Pejabat Kementan Buat Laporan Keuangan Fiktif Bisa Dipidana

Aldiano Rifki
Aldiano Rifki
Diperbarui 24 Mei 2024 17:04 WIB
Wakil Ketua KPK, Alexander Marwata (Foto: Dok MI/Aswan)
Wakil Ketua KPK, Alexander Marwata (Foto: Dok MI/Aswan)

Jakarta, MI - Pejabat Kementerian Pertanian (Kementan) yang membuat laporan keuangan fiktif secara normatif seharusnya dipidana. Adapun pejabat Kementan mengaku terpaksa membuat Surat Perintah Perjalanan Dinas (SPPD) fiktif untuk mendapatkan uang guna memenuhi permintaan pribadi eks Menteri Pertanian Syahrul Yasin Limpo (SYL). 

Wakil Ketua Komisi Pemberantasan Korupsi (KPK) Alexander Marwata mengatakan, modus korupsi seperti itu juga dilakukan banyak instansi lain dengan cara yang mirip.  

“Apakah nanti yang bersangkutan kemudian akan kita proses juga? Ya kalau kita mendasarkan pada hukum normatif harusnya kena, dia memalsukan loh, memalsukan dokumen fiktif,” kata Alex kepada wartawan, Jumat (24/5/2024). 
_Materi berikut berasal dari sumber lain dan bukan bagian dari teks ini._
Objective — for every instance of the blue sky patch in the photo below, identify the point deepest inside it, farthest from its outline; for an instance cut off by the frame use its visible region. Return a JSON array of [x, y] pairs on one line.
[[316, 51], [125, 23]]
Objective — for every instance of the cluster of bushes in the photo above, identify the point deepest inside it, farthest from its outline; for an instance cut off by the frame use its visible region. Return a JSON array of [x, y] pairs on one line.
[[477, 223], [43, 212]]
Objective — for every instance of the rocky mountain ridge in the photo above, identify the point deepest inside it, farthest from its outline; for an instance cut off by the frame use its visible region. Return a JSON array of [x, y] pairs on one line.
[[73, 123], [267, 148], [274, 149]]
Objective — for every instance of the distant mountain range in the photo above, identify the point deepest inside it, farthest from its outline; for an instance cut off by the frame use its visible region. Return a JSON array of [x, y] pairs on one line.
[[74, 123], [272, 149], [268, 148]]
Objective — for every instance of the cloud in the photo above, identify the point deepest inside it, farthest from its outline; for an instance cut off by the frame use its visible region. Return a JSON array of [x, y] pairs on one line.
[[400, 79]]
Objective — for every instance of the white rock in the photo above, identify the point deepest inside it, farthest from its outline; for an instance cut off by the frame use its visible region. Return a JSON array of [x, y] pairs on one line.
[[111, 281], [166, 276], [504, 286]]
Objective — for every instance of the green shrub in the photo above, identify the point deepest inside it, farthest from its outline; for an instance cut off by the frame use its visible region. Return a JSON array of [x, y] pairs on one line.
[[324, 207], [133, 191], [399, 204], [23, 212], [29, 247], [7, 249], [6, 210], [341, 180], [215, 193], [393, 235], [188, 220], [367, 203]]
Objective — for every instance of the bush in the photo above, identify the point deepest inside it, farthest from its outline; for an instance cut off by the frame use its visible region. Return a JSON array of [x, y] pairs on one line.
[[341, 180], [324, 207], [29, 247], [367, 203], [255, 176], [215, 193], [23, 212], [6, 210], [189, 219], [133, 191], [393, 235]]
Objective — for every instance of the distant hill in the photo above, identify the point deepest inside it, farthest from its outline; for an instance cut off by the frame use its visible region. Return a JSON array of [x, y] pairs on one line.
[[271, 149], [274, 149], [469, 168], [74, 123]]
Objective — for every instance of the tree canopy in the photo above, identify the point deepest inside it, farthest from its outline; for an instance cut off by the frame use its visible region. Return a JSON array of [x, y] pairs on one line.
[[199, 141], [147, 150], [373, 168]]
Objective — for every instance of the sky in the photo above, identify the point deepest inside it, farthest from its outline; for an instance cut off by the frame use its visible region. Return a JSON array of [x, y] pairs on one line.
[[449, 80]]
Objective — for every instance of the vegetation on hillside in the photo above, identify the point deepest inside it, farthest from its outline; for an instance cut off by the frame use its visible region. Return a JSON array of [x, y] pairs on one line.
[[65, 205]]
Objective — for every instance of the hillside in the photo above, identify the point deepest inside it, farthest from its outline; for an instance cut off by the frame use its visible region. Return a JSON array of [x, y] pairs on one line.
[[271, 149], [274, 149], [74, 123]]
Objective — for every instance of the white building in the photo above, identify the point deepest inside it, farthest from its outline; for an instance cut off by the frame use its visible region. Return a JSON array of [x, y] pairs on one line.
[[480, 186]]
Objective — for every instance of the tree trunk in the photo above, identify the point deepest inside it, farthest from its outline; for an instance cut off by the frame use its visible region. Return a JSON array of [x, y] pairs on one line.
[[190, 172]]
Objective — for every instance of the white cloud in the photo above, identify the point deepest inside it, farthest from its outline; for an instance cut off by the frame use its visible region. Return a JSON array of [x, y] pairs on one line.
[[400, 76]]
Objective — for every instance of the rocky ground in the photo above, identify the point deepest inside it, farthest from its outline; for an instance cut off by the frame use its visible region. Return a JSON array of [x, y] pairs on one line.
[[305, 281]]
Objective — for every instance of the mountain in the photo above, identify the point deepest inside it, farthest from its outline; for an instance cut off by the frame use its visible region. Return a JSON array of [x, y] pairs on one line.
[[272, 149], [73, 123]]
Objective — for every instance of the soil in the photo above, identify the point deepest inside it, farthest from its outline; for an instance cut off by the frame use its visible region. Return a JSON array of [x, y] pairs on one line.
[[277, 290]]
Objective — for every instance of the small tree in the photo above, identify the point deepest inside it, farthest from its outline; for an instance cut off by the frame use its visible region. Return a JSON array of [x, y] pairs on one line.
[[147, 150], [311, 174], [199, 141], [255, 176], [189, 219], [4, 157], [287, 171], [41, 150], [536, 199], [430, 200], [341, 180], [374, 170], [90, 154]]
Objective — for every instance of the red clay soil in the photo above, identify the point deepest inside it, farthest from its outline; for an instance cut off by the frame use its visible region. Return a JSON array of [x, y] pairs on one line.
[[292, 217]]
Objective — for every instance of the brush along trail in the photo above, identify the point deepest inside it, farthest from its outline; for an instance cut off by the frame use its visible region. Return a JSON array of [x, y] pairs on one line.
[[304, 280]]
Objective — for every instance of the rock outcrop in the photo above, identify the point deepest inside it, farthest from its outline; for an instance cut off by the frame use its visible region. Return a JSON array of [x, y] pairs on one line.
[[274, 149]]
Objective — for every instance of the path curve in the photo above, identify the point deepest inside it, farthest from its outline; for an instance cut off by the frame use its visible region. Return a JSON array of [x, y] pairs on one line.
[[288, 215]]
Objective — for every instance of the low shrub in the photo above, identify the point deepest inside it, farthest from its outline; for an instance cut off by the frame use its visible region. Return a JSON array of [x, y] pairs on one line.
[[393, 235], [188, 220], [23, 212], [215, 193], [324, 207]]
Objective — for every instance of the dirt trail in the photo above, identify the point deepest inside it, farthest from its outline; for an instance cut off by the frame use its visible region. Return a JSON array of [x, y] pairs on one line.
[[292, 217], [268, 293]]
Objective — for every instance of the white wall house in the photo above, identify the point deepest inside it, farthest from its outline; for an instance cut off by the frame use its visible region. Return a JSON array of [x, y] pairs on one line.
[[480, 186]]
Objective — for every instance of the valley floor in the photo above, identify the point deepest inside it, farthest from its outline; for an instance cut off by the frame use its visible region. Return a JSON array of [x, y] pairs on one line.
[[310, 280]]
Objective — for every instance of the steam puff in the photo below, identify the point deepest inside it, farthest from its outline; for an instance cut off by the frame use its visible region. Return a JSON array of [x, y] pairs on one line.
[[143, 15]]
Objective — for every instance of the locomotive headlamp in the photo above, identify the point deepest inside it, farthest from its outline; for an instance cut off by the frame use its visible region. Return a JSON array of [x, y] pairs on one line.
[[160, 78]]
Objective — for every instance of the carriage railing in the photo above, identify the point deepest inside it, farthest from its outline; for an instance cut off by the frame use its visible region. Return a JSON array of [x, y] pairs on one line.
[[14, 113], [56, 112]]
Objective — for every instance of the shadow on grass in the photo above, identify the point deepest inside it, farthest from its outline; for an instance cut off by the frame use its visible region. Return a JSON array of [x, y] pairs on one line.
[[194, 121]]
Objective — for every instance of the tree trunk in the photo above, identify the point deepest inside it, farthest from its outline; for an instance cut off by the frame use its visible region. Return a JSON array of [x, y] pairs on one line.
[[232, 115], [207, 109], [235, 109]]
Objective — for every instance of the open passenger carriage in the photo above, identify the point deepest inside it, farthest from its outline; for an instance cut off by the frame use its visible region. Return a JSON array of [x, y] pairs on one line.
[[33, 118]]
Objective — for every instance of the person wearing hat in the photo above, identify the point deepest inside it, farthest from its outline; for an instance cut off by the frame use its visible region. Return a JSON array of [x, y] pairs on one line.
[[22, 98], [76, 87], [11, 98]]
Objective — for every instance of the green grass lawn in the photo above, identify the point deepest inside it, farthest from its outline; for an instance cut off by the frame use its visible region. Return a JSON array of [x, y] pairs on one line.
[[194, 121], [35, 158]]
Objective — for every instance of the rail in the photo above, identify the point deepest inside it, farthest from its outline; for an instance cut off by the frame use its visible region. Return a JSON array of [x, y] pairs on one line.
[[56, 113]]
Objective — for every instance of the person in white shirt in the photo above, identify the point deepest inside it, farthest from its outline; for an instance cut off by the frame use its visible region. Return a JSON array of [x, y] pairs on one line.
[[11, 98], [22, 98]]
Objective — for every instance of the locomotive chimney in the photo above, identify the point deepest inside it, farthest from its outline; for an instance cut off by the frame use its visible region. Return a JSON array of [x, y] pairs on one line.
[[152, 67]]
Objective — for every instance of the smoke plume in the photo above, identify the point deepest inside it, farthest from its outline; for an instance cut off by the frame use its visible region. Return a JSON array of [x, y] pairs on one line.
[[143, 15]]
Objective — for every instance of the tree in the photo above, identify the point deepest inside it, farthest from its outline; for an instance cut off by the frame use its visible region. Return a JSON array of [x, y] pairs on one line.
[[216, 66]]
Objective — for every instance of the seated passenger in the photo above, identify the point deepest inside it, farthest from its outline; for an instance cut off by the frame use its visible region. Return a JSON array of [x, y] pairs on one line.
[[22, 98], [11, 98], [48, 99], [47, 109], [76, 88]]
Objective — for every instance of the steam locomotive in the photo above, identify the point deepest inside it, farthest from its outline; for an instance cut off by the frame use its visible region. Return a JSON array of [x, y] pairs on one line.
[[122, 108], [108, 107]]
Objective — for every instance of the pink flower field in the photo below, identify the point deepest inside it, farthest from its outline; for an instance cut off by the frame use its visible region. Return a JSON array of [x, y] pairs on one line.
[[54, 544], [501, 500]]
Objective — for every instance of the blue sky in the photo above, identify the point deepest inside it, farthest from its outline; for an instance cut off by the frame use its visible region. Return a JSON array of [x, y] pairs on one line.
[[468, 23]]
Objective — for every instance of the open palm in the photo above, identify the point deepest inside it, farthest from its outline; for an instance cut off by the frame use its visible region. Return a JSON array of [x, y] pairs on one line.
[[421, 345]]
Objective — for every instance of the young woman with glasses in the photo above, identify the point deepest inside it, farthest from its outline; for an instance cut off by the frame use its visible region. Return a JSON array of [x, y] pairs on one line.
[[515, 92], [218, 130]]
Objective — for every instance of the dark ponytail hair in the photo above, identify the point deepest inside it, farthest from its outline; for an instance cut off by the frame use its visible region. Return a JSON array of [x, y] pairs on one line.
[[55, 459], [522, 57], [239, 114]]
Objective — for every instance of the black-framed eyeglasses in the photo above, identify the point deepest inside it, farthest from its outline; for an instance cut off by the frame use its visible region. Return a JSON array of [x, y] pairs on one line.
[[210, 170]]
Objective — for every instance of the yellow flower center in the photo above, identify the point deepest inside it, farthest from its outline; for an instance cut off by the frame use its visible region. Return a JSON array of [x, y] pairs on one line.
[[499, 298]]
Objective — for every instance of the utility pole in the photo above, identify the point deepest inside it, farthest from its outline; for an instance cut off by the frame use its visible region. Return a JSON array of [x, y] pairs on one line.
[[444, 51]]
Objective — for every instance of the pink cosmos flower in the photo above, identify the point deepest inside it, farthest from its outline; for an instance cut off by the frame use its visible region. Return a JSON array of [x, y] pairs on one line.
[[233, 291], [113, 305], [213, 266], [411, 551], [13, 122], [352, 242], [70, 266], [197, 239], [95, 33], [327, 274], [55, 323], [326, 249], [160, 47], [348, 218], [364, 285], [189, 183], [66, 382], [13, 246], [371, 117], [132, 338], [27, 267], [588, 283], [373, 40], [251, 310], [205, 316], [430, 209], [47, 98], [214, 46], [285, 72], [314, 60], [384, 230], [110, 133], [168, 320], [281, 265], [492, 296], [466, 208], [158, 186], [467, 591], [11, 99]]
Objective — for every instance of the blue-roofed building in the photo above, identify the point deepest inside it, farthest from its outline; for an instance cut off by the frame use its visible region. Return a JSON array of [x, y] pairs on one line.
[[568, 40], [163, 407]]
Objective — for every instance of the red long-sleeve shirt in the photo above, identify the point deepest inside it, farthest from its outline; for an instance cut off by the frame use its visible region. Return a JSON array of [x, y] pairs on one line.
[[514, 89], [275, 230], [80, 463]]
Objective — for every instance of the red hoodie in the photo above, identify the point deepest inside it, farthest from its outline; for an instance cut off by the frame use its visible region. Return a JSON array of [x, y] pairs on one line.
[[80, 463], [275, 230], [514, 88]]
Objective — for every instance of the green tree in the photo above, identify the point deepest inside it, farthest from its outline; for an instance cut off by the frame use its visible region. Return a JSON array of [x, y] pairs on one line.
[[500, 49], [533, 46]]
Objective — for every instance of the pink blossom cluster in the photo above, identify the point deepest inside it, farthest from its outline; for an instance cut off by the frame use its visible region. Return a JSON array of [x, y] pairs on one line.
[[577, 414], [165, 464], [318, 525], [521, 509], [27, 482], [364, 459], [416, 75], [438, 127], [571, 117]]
Kendati, penyidik juga akan mempertimbangkan aspek keterpaksaan bawahan SYL di Kementan. KPK juga membuka peluang untuk menyerahkan temuan korupsi berjenjang itu kepada pihak Inspektorat Kementan selaku pengawas internal dan mungkin tidak berakhir di persidangan. 

“Saya juga lihat, sumber daya kita terbatas menangani perkara yang seperti itu. Ada cara lainlah untuk membuat seseorang jera tanpa harus dengan memenjarakan,” tandas Alex.

Sebelumnya, sejumlah pegawai dan pejabat Kementan yang menjadi saksi dalam persidangan dugaan pemerasan dan gratifikasi SYL mengaku terpaksa harus memenuhi sejumlah permintaan SYL. 

Banyak dari permintaan tersebut merupakan kebutuhan pribadi SYL dan tidak dianggarkan dalam dana operasional menteri. Para pejabat eselon I Kementan akhirnya patungan yang kemudian disebut dengan uang sharing. 

Karena tidak memiliki uang, mereka mengaku sampai menaikkan pajak pembiayaan hingga memalsukan perjalanan dinas. 

Sekretaris Direktorat Jenderal Prasarana dan Sarana Pertanian (Sesditjen PSP) Kementan Hermanto mengaku meminjam nama pegawai Kementan untuk membuat laporan perjalanan dinas fiktif. "Pinjam nama itu artinya dia tidak ada perjalanan dinas tapi dicairkan uangnya?" tanya Jaksa KPK, Rabu (8/5/2024). 

"Iya, untuk mengumpulkan supaya terpenuhi," kata Hermanto. 

Dalam perkara itu, Jaksa KPK menduga SYL menerima uang sebesar Rp 44,5 miliar hasil memeras anak buah dan Direktorat di Kementan untuk kepentingan pribadi dan keluarga. 

Pemerasan ini diduga dilakukan SYL dengan memerintahkan eks Direktur Alat dan Mesin Pertanian Kementan, Muhammad Hatta; dan eks Sekjen Kementan, Kasdi Subagyono; Staf Khusus Bidang Kebijakan, Imam Mujahidin Fahmid; dan ajudannya, Panji Harjanto.